Edit: Yea, the integer ALU's operate at twice clock speed. I think the move to 64bit CPU's slowed down the clock speed race as did adding more cores and insane amounts of L2 cache due to heat issues. As a side note when I picked up my quad core CPU at 2.4 GHz it crushed my old 1.8Ghz 32bit cpu so I think they are making some wise tadeoffs due to system buss limitations. Plus the old P4's seemed to trade off a lot of effective for pure clock speed. So after we get back on track we might see a new clock speed race when we have 8 - 32 cores.
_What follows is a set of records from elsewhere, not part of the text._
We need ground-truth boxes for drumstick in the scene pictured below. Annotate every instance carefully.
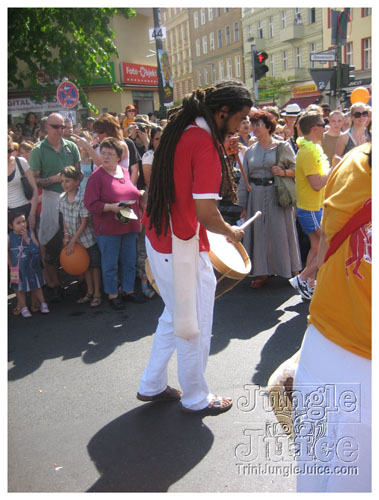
[234,153,250,191]
[240,210,262,229]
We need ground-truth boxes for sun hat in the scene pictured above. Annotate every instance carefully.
[281,103,301,116]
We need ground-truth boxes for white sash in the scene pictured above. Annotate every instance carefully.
[170,219,200,340]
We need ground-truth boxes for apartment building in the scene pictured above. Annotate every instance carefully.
[242,7,323,107]
[161,7,193,102]
[189,8,245,91]
[323,7,372,96]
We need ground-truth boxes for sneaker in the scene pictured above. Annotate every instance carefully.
[288,276,313,300]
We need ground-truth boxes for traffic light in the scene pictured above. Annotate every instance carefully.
[254,52,268,82]
[341,64,355,87]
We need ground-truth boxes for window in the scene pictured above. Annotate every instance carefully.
[258,21,263,38]
[309,43,316,68]
[362,38,371,69]
[234,56,241,78]
[204,67,209,85]
[217,30,222,49]
[209,33,215,52]
[309,7,316,24]
[195,38,201,56]
[201,9,205,24]
[270,54,275,76]
[193,11,199,28]
[282,50,288,71]
[296,47,302,68]
[203,35,208,54]
[282,10,287,28]
[268,16,274,38]
[345,42,354,66]
[234,21,240,42]
[225,26,230,45]
[226,59,233,78]
[218,61,225,80]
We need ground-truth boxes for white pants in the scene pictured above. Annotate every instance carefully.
[293,325,371,492]
[138,238,216,410]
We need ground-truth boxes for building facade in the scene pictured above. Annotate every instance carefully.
[8,8,159,123]
[323,7,372,98]
[161,7,193,103]
[189,8,245,91]
[242,7,323,106]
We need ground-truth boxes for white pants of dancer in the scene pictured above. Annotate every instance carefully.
[138,238,216,410]
[293,325,371,492]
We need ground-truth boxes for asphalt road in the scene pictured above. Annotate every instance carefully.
[8,277,309,492]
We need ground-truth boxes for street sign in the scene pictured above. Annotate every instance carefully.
[57,81,79,108]
[310,50,336,62]
[149,26,166,42]
[309,68,336,90]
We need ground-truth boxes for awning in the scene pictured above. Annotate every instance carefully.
[281,94,321,109]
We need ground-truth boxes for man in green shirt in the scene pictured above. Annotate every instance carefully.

You put the carriage in front of the horse: we're moving to multiple cores because we can't increase the clock speed. The number of transistors we can fit on a chip is still following Moore's Law, we're just using them in a different way.
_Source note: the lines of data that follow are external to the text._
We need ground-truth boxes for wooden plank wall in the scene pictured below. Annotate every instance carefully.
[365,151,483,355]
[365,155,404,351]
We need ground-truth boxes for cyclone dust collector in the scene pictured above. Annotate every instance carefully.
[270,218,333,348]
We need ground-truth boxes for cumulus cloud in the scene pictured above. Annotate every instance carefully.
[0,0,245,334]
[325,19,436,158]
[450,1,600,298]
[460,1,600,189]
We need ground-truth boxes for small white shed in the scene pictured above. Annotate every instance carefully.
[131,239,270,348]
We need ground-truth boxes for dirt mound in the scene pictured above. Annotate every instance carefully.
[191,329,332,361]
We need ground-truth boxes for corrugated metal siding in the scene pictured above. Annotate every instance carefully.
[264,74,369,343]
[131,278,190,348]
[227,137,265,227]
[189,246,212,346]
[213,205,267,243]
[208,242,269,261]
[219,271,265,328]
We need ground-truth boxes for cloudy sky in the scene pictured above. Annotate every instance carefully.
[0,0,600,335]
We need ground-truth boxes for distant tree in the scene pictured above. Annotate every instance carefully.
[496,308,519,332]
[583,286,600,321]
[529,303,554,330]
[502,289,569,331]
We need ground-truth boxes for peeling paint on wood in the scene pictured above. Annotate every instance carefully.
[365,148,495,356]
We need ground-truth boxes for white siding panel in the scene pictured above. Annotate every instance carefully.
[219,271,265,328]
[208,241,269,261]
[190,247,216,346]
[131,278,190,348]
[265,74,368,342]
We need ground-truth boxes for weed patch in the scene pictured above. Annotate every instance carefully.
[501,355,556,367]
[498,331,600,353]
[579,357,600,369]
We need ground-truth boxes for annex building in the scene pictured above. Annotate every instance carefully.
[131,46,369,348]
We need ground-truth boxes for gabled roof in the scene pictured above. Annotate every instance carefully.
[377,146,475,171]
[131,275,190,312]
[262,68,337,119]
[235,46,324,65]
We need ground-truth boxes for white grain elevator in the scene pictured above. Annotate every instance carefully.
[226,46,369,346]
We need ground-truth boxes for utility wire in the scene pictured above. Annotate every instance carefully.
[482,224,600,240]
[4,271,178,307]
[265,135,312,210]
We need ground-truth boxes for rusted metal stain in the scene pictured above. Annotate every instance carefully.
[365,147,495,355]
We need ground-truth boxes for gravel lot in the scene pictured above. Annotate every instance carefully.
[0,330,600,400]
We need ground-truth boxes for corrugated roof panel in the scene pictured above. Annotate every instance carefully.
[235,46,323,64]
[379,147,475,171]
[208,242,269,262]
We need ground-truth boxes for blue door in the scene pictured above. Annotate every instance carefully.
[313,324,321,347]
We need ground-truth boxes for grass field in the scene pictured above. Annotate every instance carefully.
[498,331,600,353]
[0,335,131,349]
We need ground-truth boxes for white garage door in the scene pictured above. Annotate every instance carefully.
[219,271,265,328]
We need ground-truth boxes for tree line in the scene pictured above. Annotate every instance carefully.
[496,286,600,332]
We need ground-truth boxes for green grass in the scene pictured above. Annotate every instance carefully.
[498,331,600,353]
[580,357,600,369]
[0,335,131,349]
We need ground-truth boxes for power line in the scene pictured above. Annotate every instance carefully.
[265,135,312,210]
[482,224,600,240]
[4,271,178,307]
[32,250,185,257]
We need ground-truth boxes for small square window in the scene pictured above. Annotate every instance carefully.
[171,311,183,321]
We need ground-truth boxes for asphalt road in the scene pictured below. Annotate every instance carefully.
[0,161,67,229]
We were squeezing more and more performance out of single cores by lengthening the instruction pipeline, which increased the amount of instruction parallelism processor's could exploit at runtime. The difficulty is that as this pipeline is increased, it takes longer to send information across it. As we decrease cycle time (same as increasing the clock speed), it becomes harder and harder to communicate from one end of the pipeline to the other in a single clock cycle.
Edit: Yea, the integer ALU's operate at twice clock speed. I think the move to 64bit CPU's slowed down the clock speed race as did adding more cores and insane amounts of L2 cache due to heat issues. As a side note when I picked up my quad core CPU at 2.4 GHz it crushed my old 1.8Ghz 32bit cpu so I think they are making some wise tadeoffs due to system buss limitations. Plus the old P4's seemed to trade off a lot of effective for pure clock speed. So after we get back on track we might see a new clock speed race when we have 8 - 32 cores.